Thanks, coyote, for the Link, and kfw and atm711 for your comments. I've skimmed it and am looking forward to watching closely very soon.

In the meantime, I came across the following comments by Monica Mason in the latest (Fall 2008) Ballet Review. I have added boldface to some of her comments.

BR: Wayne McGregor seems to some an odd choice as resident choreographer since he has no ballet background.

Mason: He has no classical background. What he has is a tremendous artistic talent. I wanted someone who is going to inspire young dancers to be creative. { ... } We have some remarkable talent around. Wayne himself is very inspired by our young choreographers. I think that what Wayne is doing is joining the work that goes on in the School, from the Lower School at White Lodge linking right up to the Senior School.

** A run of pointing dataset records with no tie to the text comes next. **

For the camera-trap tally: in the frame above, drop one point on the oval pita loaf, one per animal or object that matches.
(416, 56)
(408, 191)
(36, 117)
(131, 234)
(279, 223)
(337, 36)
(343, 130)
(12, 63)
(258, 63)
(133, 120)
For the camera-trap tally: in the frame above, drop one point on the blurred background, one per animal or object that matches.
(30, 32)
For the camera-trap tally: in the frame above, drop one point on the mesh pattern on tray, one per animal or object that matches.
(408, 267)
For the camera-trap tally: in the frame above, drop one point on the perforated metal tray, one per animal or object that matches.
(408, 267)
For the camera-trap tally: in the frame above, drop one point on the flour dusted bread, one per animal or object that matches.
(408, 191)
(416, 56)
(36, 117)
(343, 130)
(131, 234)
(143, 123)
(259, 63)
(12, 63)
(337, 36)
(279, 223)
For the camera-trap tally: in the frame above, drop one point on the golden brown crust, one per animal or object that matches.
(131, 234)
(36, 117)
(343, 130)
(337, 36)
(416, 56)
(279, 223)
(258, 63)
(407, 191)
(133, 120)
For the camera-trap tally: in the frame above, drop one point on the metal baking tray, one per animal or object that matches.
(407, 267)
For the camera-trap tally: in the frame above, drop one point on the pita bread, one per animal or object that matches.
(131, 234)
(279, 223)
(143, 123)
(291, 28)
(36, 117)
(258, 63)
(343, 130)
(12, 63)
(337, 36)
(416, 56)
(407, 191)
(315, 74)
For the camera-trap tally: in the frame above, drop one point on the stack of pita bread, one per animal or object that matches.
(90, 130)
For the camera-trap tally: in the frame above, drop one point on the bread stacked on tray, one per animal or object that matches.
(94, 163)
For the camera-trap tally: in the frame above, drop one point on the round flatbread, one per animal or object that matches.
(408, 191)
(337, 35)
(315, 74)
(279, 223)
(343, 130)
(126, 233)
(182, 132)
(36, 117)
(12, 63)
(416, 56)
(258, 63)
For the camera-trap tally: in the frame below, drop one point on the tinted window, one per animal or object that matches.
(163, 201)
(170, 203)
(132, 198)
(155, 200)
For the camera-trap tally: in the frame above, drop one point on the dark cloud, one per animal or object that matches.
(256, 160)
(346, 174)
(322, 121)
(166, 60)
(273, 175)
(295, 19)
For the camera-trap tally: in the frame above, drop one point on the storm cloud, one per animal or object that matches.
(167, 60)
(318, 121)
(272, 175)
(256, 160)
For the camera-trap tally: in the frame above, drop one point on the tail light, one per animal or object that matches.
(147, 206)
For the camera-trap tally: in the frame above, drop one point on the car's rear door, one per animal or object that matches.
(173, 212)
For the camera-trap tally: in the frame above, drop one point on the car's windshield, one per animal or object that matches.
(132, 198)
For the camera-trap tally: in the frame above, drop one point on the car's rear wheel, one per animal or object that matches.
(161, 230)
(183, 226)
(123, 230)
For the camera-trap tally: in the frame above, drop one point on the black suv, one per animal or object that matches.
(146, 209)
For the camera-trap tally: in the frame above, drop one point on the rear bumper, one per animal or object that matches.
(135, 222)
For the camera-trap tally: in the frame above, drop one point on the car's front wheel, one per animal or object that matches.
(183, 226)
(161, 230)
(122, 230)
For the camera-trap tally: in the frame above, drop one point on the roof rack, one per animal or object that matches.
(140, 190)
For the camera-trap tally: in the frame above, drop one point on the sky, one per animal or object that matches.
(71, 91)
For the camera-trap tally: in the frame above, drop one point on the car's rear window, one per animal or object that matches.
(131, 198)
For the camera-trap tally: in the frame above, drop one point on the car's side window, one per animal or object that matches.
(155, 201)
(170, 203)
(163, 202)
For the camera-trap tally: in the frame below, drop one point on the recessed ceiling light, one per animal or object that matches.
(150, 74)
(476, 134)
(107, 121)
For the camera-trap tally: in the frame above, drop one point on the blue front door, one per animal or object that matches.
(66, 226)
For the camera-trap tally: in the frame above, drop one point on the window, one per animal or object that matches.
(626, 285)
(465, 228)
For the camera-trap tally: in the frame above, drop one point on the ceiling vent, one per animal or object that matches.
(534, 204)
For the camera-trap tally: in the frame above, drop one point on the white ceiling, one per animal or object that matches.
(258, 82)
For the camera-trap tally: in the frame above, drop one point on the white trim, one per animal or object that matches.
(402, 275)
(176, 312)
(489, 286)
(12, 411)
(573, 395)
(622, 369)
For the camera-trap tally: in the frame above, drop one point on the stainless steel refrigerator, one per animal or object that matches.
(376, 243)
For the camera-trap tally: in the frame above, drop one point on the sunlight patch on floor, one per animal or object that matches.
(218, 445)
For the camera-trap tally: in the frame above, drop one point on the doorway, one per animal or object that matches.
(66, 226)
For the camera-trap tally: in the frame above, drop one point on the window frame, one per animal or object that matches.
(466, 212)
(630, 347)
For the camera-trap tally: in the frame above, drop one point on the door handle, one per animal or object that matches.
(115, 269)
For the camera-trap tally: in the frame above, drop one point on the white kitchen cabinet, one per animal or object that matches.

It's very important that there is a continuity from when young dancers start to make ballets at the age of twelve right through into the company -- that they are advised and guided, and that there is a single thread of intention. That's what Wayne is providing at the moment. Is is linking up all the choregraphers. He is making a tremendous commitment also the Opera House.

BR: Is he going to create a new ballet every season for the company?

Mason: We haven't spelled it out like that. It just so happens that he didn't make a new piece for the main stage this year. But he did make Nimbus for the Winter Gala. He'll make a piece next year and in the following yeare.


Mason clearly sees "classical" as just one variant of "ballet." McGregor is seen as providing, for students and young choregraphers, a "single thread of intention." Is Mason saying that it is McGregor who will, for the future, be the one providing "continuity," advice, guidance, and linkage? Depending on how you approach her comments, this could be either inspirational or rather frightening.